One of the great things about street rodding is the way you build your car is open to interpretation; still, the best cars seem to follow a theme. As an example, most builders believe that from an appearance standpoint a solid axle is the only proper choice to slip under a traditional car. Unfortunately, there also seems to be a belief that a certain amount of hardship goes along with the decision. It's like lousy road manners are part of the solid axle package, but the truth is that doesn't have to be the case. Straight axles may have been standard equipment on Conestoga wagons, but just because the basic design has been around for quite a while doesn't mean the theory behind it isn't sound.
Like any street rod front suspension system, proper installation and alignment is extremely important, so let's start with the basic terms used.
Caster is the tilt of the king pins towards the front or rear of the car. Forward tilt is negative caster, rearward is positive. Most cars with solid front axles use positive caster because it prevents road wander and helps keep the wheels pointed straight ahead (drag race and Bonneville cars often use extreme caster for high-speed stability).

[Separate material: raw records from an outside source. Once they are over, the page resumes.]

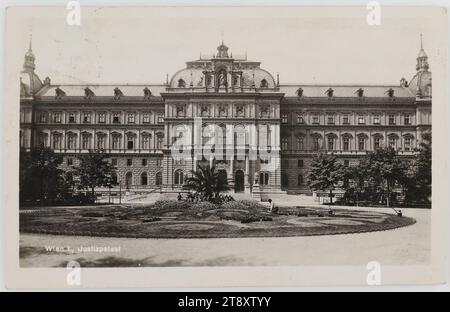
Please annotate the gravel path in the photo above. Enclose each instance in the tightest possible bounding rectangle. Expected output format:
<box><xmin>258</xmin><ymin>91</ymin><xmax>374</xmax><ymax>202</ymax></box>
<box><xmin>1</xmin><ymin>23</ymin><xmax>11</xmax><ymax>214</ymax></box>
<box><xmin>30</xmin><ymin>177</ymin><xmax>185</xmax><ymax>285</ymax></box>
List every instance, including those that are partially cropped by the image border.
<box><xmin>20</xmin><ymin>207</ymin><xmax>431</xmax><ymax>267</ymax></box>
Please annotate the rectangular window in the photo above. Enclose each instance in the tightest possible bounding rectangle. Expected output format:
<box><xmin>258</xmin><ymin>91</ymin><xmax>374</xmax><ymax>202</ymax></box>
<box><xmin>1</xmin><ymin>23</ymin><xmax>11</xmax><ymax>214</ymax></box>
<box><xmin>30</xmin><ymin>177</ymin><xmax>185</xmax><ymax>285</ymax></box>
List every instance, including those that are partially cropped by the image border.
<box><xmin>404</xmin><ymin>114</ymin><xmax>411</xmax><ymax>125</ymax></box>
<box><xmin>328</xmin><ymin>137</ymin><xmax>334</xmax><ymax>151</ymax></box>
<box><xmin>312</xmin><ymin>115</ymin><xmax>319</xmax><ymax>125</ymax></box>
<box><xmin>83</xmin><ymin>113</ymin><xmax>91</xmax><ymax>123</ymax></box>
<box><xmin>141</xmin><ymin>135</ymin><xmax>150</xmax><ymax>149</ymax></box>
<box><xmin>358</xmin><ymin>137</ymin><xmax>366</xmax><ymax>151</ymax></box>
<box><xmin>281</xmin><ymin>138</ymin><xmax>288</xmax><ymax>151</ymax></box>
<box><xmin>313</xmin><ymin>137</ymin><xmax>320</xmax><ymax>151</ymax></box>
<box><xmin>404</xmin><ymin>138</ymin><xmax>411</xmax><ymax>151</ymax></box>
<box><xmin>97</xmin><ymin>135</ymin><xmax>106</xmax><ymax>149</ymax></box>
<box><xmin>128</xmin><ymin>113</ymin><xmax>134</xmax><ymax>123</ymax></box>
<box><xmin>113</xmin><ymin>113</ymin><xmax>120</xmax><ymax>123</ymax></box>
<box><xmin>342</xmin><ymin>115</ymin><xmax>350</xmax><ymax>125</ymax></box>
<box><xmin>388</xmin><ymin>114</ymin><xmax>395</xmax><ymax>125</ymax></box>
<box><xmin>53</xmin><ymin>113</ymin><xmax>61</xmax><ymax>123</ymax></box>
<box><xmin>81</xmin><ymin>134</ymin><xmax>91</xmax><ymax>149</ymax></box>
<box><xmin>113</xmin><ymin>135</ymin><xmax>120</xmax><ymax>149</ymax></box>
<box><xmin>297</xmin><ymin>137</ymin><xmax>303</xmax><ymax>151</ymax></box>
<box><xmin>389</xmin><ymin>137</ymin><xmax>396</xmax><ymax>149</ymax></box>
<box><xmin>373</xmin><ymin>114</ymin><xmax>380</xmax><ymax>125</ymax></box>
<box><xmin>156</xmin><ymin>135</ymin><xmax>164</xmax><ymax>149</ymax></box>
<box><xmin>98</xmin><ymin>113</ymin><xmax>106</xmax><ymax>123</ymax></box>
<box><xmin>373</xmin><ymin>137</ymin><xmax>381</xmax><ymax>150</ymax></box>
<box><xmin>39</xmin><ymin>113</ymin><xmax>47</xmax><ymax>123</ymax></box>
<box><xmin>343</xmin><ymin>137</ymin><xmax>350</xmax><ymax>152</ymax></box>
<box><xmin>127</xmin><ymin>136</ymin><xmax>134</xmax><ymax>149</ymax></box>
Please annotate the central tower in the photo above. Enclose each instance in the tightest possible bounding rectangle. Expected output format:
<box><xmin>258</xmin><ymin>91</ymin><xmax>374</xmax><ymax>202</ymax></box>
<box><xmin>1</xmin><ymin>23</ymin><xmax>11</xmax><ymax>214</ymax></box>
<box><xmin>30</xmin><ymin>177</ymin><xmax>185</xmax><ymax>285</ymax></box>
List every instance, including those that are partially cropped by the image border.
<box><xmin>161</xmin><ymin>42</ymin><xmax>284</xmax><ymax>193</ymax></box>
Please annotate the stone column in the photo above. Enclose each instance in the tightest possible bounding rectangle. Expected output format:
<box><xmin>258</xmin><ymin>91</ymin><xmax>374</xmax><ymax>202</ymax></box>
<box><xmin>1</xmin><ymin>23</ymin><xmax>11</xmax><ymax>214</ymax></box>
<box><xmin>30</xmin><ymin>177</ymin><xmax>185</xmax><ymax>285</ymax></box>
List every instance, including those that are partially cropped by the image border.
<box><xmin>244</xmin><ymin>155</ymin><xmax>251</xmax><ymax>193</ymax></box>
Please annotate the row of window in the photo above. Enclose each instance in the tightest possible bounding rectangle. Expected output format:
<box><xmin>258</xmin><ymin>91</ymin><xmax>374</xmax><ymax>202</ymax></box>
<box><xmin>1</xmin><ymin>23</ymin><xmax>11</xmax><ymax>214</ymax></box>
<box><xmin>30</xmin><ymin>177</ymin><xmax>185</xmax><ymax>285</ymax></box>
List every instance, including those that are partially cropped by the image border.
<box><xmin>39</xmin><ymin>133</ymin><xmax>164</xmax><ymax>150</ymax></box>
<box><xmin>118</xmin><ymin>172</ymin><xmax>162</xmax><ymax>188</ymax></box>
<box><xmin>281</xmin><ymin>136</ymin><xmax>413</xmax><ymax>151</ymax></box>
<box><xmin>281</xmin><ymin>113</ymin><xmax>411</xmax><ymax>125</ymax></box>
<box><xmin>38</xmin><ymin>112</ymin><xmax>164</xmax><ymax>124</ymax></box>
<box><xmin>66</xmin><ymin>157</ymin><xmax>162</xmax><ymax>167</ymax></box>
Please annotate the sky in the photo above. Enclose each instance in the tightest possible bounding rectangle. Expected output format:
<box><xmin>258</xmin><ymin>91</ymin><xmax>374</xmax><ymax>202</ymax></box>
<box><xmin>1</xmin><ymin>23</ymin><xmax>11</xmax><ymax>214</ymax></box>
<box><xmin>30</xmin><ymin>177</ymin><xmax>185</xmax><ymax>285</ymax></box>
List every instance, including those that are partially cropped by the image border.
<box><xmin>7</xmin><ymin>6</ymin><xmax>443</xmax><ymax>85</ymax></box>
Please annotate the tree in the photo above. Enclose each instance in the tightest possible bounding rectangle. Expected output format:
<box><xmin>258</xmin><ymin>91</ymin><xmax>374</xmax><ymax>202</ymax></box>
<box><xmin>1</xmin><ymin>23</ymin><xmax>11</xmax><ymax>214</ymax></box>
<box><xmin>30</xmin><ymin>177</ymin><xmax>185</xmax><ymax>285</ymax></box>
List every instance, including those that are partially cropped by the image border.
<box><xmin>307</xmin><ymin>153</ymin><xmax>344</xmax><ymax>204</ymax></box>
<box><xmin>74</xmin><ymin>150</ymin><xmax>114</xmax><ymax>200</ymax></box>
<box><xmin>406</xmin><ymin>133</ymin><xmax>432</xmax><ymax>203</ymax></box>
<box><xmin>365</xmin><ymin>147</ymin><xmax>408</xmax><ymax>207</ymax></box>
<box><xmin>343</xmin><ymin>159</ymin><xmax>369</xmax><ymax>206</ymax></box>
<box><xmin>183</xmin><ymin>165</ymin><xmax>229</xmax><ymax>201</ymax></box>
<box><xmin>19</xmin><ymin>146</ymin><xmax>69</xmax><ymax>204</ymax></box>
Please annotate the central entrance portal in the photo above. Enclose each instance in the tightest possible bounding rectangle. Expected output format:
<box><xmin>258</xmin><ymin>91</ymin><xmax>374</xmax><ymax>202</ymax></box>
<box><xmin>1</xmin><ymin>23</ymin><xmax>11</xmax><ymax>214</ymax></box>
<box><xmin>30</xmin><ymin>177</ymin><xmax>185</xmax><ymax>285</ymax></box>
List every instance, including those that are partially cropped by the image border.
<box><xmin>234</xmin><ymin>170</ymin><xmax>244</xmax><ymax>192</ymax></box>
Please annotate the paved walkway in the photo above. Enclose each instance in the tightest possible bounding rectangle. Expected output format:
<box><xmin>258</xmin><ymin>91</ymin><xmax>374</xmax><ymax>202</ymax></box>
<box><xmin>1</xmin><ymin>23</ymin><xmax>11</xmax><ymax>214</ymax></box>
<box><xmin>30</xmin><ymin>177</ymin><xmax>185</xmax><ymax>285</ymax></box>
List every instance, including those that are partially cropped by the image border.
<box><xmin>20</xmin><ymin>208</ymin><xmax>431</xmax><ymax>267</ymax></box>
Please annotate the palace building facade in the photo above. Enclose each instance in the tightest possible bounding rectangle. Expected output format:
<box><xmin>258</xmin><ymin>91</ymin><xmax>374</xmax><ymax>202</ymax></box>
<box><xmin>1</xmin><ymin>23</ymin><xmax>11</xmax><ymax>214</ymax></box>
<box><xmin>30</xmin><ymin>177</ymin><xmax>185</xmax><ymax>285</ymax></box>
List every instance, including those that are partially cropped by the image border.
<box><xmin>20</xmin><ymin>43</ymin><xmax>432</xmax><ymax>193</ymax></box>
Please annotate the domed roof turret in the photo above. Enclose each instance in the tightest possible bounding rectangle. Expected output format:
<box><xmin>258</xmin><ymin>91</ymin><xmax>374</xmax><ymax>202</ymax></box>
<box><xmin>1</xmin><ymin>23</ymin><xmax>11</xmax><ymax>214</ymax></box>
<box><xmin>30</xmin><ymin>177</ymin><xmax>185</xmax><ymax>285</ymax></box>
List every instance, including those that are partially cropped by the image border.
<box><xmin>20</xmin><ymin>40</ymin><xmax>43</xmax><ymax>97</ymax></box>
<box><xmin>217</xmin><ymin>41</ymin><xmax>228</xmax><ymax>58</ymax></box>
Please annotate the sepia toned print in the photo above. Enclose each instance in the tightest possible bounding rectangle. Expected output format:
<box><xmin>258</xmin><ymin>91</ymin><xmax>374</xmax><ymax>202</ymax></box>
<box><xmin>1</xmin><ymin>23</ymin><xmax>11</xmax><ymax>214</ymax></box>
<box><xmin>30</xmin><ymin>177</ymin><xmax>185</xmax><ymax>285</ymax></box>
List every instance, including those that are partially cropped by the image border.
<box><xmin>2</xmin><ymin>8</ymin><xmax>442</xmax><ymax>286</ymax></box>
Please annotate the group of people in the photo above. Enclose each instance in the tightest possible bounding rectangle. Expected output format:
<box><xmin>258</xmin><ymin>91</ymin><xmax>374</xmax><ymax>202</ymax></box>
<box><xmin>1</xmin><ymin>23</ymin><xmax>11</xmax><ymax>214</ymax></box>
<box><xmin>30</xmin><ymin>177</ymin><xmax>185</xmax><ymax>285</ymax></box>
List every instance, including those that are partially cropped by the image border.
<box><xmin>177</xmin><ymin>192</ymin><xmax>234</xmax><ymax>203</ymax></box>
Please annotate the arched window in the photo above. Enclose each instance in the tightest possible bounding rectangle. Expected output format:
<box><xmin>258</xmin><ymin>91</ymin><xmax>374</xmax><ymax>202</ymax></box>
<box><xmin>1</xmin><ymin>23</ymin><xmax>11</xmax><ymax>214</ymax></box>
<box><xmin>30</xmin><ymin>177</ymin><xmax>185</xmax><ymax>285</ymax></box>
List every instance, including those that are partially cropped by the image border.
<box><xmin>81</xmin><ymin>133</ymin><xmax>91</xmax><ymax>149</ymax></box>
<box><xmin>141</xmin><ymin>133</ymin><xmax>151</xmax><ymax>150</ymax></box>
<box><xmin>259</xmin><ymin>79</ymin><xmax>269</xmax><ymax>89</ymax></box>
<box><xmin>174</xmin><ymin>170</ymin><xmax>184</xmax><ymax>185</ymax></box>
<box><xmin>67</xmin><ymin>133</ymin><xmax>77</xmax><ymax>149</ymax></box>
<box><xmin>155</xmin><ymin>172</ymin><xmax>162</xmax><ymax>186</ymax></box>
<box><xmin>156</xmin><ymin>133</ymin><xmax>164</xmax><ymax>150</ymax></box>
<box><xmin>97</xmin><ymin>133</ymin><xmax>106</xmax><ymax>149</ymax></box>
<box><xmin>297</xmin><ymin>136</ymin><xmax>304</xmax><ymax>151</ymax></box>
<box><xmin>327</xmin><ymin>135</ymin><xmax>334</xmax><ymax>151</ymax></box>
<box><xmin>259</xmin><ymin>172</ymin><xmax>269</xmax><ymax>185</ymax></box>
<box><xmin>297</xmin><ymin>174</ymin><xmax>303</xmax><ymax>186</ymax></box>
<box><xmin>281</xmin><ymin>173</ymin><xmax>289</xmax><ymax>187</ymax></box>
<box><xmin>111</xmin><ymin>172</ymin><xmax>118</xmax><ymax>185</ymax></box>
<box><xmin>178</xmin><ymin>78</ymin><xmax>186</xmax><ymax>88</ymax></box>
<box><xmin>281</xmin><ymin>137</ymin><xmax>289</xmax><ymax>151</ymax></box>
<box><xmin>125</xmin><ymin>172</ymin><xmax>133</xmax><ymax>188</ymax></box>
<box><xmin>112</xmin><ymin>133</ymin><xmax>122</xmax><ymax>149</ymax></box>
<box><xmin>127</xmin><ymin>133</ymin><xmax>136</xmax><ymax>149</ymax></box>
<box><xmin>53</xmin><ymin>133</ymin><xmax>62</xmax><ymax>149</ymax></box>
<box><xmin>141</xmin><ymin>172</ymin><xmax>148</xmax><ymax>185</ymax></box>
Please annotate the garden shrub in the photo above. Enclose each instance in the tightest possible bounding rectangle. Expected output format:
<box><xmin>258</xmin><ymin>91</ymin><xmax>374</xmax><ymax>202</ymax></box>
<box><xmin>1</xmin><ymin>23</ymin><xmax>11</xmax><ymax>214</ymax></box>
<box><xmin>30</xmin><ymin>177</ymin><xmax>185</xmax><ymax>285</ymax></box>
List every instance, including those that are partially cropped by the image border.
<box><xmin>192</xmin><ymin>201</ymin><xmax>217</xmax><ymax>211</ymax></box>
<box><xmin>238</xmin><ymin>199</ymin><xmax>267</xmax><ymax>210</ymax></box>
<box><xmin>142</xmin><ymin>217</ymin><xmax>161</xmax><ymax>223</ymax></box>
<box><xmin>81</xmin><ymin>212</ymin><xmax>103</xmax><ymax>218</ymax></box>
<box><xmin>152</xmin><ymin>199</ymin><xmax>191</xmax><ymax>210</ymax></box>
<box><xmin>221</xmin><ymin>201</ymin><xmax>248</xmax><ymax>210</ymax></box>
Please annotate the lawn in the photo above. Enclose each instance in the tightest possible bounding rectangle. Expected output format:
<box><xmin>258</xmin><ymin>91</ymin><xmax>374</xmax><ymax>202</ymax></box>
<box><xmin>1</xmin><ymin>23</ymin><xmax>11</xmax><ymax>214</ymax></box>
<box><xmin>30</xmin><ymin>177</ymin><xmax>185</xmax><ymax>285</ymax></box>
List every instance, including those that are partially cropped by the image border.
<box><xmin>20</xmin><ymin>200</ymin><xmax>415</xmax><ymax>238</ymax></box>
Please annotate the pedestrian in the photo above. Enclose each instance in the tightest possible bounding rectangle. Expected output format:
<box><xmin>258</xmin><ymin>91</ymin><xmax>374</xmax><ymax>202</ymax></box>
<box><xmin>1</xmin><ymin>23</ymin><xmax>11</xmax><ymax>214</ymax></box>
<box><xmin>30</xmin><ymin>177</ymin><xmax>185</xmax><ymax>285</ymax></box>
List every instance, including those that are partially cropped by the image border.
<box><xmin>268</xmin><ymin>198</ymin><xmax>275</xmax><ymax>212</ymax></box>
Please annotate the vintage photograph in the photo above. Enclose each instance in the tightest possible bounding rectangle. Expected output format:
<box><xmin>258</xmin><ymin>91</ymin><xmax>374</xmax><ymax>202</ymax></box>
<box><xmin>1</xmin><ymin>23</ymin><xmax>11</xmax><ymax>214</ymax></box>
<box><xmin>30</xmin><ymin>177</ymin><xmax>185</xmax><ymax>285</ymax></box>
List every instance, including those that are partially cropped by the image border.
<box><xmin>5</xmin><ymin>5</ymin><xmax>447</xmax><ymax>288</ymax></box>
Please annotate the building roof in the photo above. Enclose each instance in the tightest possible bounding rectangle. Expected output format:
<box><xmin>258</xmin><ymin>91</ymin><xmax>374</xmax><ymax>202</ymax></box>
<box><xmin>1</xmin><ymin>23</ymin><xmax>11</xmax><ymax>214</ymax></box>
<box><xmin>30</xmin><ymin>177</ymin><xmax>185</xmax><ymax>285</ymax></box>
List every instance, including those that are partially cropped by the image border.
<box><xmin>36</xmin><ymin>84</ymin><xmax>166</xmax><ymax>98</ymax></box>
<box><xmin>280</xmin><ymin>84</ymin><xmax>415</xmax><ymax>98</ymax></box>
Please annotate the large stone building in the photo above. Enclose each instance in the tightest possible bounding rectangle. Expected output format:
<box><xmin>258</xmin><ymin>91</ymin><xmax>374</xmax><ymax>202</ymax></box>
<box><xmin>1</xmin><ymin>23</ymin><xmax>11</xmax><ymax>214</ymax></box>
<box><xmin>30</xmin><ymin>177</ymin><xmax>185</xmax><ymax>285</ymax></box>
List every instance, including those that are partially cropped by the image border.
<box><xmin>20</xmin><ymin>39</ymin><xmax>431</xmax><ymax>193</ymax></box>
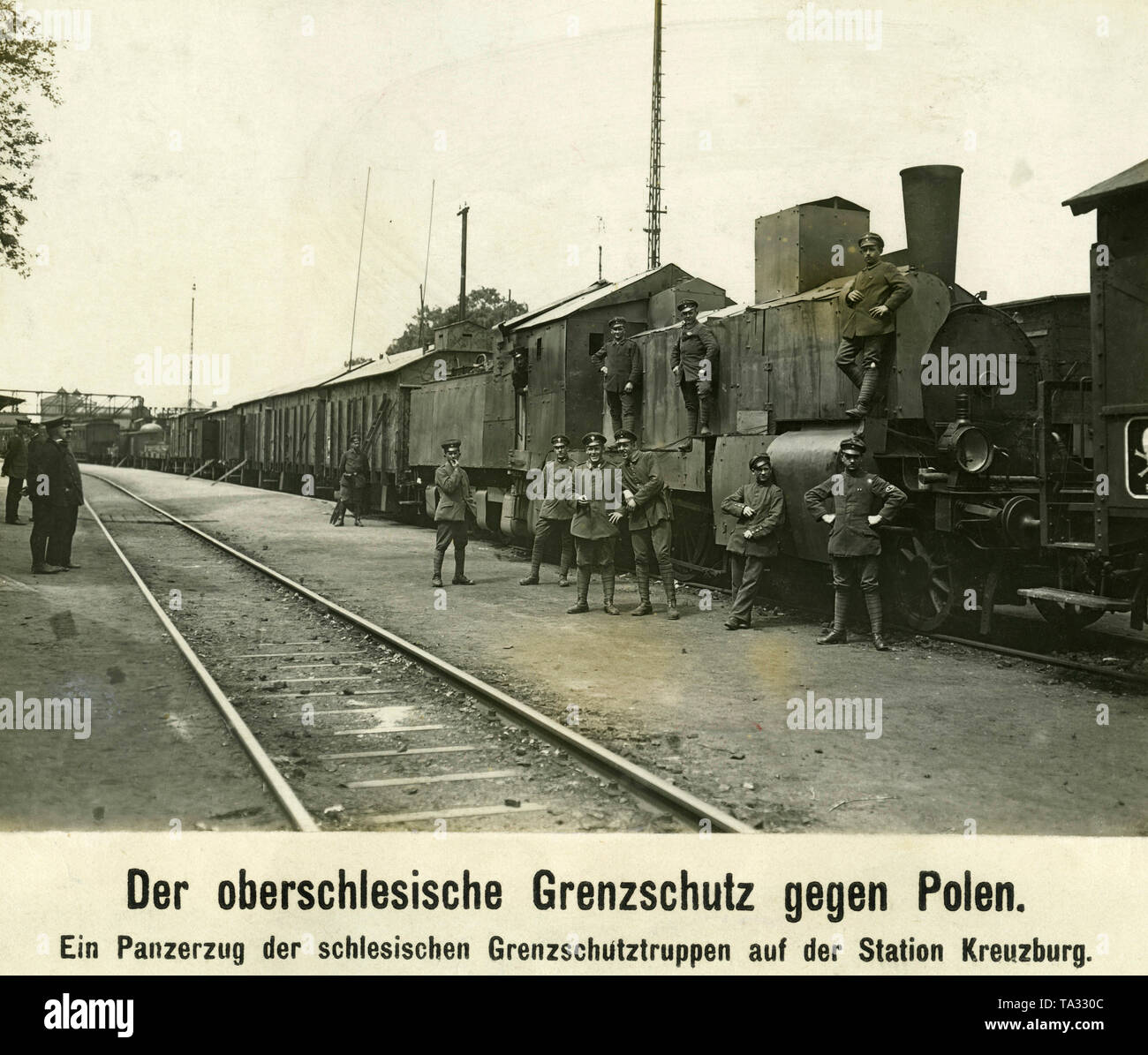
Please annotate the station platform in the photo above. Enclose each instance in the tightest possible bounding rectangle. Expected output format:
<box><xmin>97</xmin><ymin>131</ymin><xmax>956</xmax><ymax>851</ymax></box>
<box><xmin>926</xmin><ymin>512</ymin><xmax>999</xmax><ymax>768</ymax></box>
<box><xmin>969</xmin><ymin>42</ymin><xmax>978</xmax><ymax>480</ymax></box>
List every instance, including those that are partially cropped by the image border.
<box><xmin>0</xmin><ymin>467</ymin><xmax>1148</xmax><ymax>836</ymax></box>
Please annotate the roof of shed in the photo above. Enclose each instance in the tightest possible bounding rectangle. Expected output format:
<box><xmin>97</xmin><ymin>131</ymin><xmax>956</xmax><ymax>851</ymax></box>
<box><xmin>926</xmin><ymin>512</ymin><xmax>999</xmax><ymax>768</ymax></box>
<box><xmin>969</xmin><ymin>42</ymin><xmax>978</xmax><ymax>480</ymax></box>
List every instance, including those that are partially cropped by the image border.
<box><xmin>1061</xmin><ymin>158</ymin><xmax>1148</xmax><ymax>215</ymax></box>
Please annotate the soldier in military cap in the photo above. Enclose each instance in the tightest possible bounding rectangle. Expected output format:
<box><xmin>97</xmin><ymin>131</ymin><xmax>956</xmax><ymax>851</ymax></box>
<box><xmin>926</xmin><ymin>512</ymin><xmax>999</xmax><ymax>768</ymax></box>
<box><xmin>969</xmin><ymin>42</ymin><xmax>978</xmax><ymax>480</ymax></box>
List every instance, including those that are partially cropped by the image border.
<box><xmin>566</xmin><ymin>433</ymin><xmax>621</xmax><ymax>615</ymax></box>
<box><xmin>804</xmin><ymin>436</ymin><xmax>907</xmax><ymax>652</ymax></box>
<box><xmin>590</xmin><ymin>316</ymin><xmax>642</xmax><ymax>440</ymax></box>
<box><xmin>837</xmin><ymin>232</ymin><xmax>913</xmax><ymax>419</ymax></box>
<box><xmin>330</xmin><ymin>433</ymin><xmax>371</xmax><ymax>527</ymax></box>
<box><xmin>42</xmin><ymin>418</ymin><xmax>84</xmax><ymax>572</ymax></box>
<box><xmin>4</xmin><ymin>414</ymin><xmax>32</xmax><ymax>524</ymax></box>
<box><xmin>517</xmin><ymin>433</ymin><xmax>574</xmax><ymax>586</ymax></box>
<box><xmin>431</xmin><ymin>440</ymin><xmax>479</xmax><ymax>586</ymax></box>
<box><xmin>669</xmin><ymin>298</ymin><xmax>719</xmax><ymax>451</ymax></box>
<box><xmin>721</xmin><ymin>455</ymin><xmax>785</xmax><ymax>630</ymax></box>
<box><xmin>609</xmin><ymin>428</ymin><xmax>677</xmax><ymax>619</ymax></box>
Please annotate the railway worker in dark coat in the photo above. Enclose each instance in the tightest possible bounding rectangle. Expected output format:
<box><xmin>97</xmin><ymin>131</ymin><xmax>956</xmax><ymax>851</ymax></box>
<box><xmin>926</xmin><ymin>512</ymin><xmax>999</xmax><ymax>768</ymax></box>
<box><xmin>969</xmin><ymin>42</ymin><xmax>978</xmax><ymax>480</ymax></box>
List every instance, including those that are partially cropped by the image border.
<box><xmin>431</xmin><ymin>440</ymin><xmax>479</xmax><ymax>586</ymax></box>
<box><xmin>837</xmin><ymin>233</ymin><xmax>913</xmax><ymax>419</ymax></box>
<box><xmin>590</xmin><ymin>316</ymin><xmax>642</xmax><ymax>440</ymax></box>
<box><xmin>566</xmin><ymin>433</ymin><xmax>621</xmax><ymax>615</ymax></box>
<box><xmin>517</xmin><ymin>433</ymin><xmax>574</xmax><ymax>586</ymax></box>
<box><xmin>804</xmin><ymin>436</ymin><xmax>907</xmax><ymax>652</ymax></box>
<box><xmin>609</xmin><ymin>429</ymin><xmax>677</xmax><ymax>619</ymax></box>
<box><xmin>330</xmin><ymin>433</ymin><xmax>371</xmax><ymax>527</ymax></box>
<box><xmin>669</xmin><ymin>299</ymin><xmax>719</xmax><ymax>450</ymax></box>
<box><xmin>721</xmin><ymin>455</ymin><xmax>785</xmax><ymax>630</ymax></box>
<box><xmin>4</xmin><ymin>414</ymin><xmax>31</xmax><ymax>524</ymax></box>
<box><xmin>37</xmin><ymin>418</ymin><xmax>84</xmax><ymax>572</ymax></box>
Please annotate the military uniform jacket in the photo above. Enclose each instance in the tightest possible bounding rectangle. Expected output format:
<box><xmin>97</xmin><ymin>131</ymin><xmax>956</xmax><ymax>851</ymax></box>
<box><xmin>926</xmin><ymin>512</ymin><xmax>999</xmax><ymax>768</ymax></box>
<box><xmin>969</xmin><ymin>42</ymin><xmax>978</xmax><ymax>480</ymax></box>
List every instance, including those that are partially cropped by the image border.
<box><xmin>669</xmin><ymin>322</ymin><xmax>719</xmax><ymax>381</ymax></box>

Camber is the tilting of the wheels from vertical. Positive camber means the top of the wheel leans out, with negative camber the top of the wheel leans in. Camber's purpose is to bring the center of the tire tread in contact with the road at the point of load.
Toe is the distance between the front and rear of the tires. Proper toe adjustment prevents excessive tire wear and prevents wandering on straightaways.
King Pin Inclination is the tilt of the king pins inline with the axle.
Toe on Turns, also called Ackerman, is the relationship between the front wheels during turns.
Tracking means that the rear wheels of the car should be parallel to the fronts
One of the basic elements...
One of the basic elements of frontend geometry is caster, which is the tilting of the steering axis towards the front or back of the car. Most straight axles use positive caster, which means the top of the spindle leans towards the back of the car.With a typical caster the weight is behind the pivot point, as on this example. As the caster travels it will follow the centerline of the pin.In the case of this bicycle, leaning the forks back puts the pivot point in front of the centerline of the wheel. As a result, the weight is concentrated behind the pivot point and the bike wants to go straight.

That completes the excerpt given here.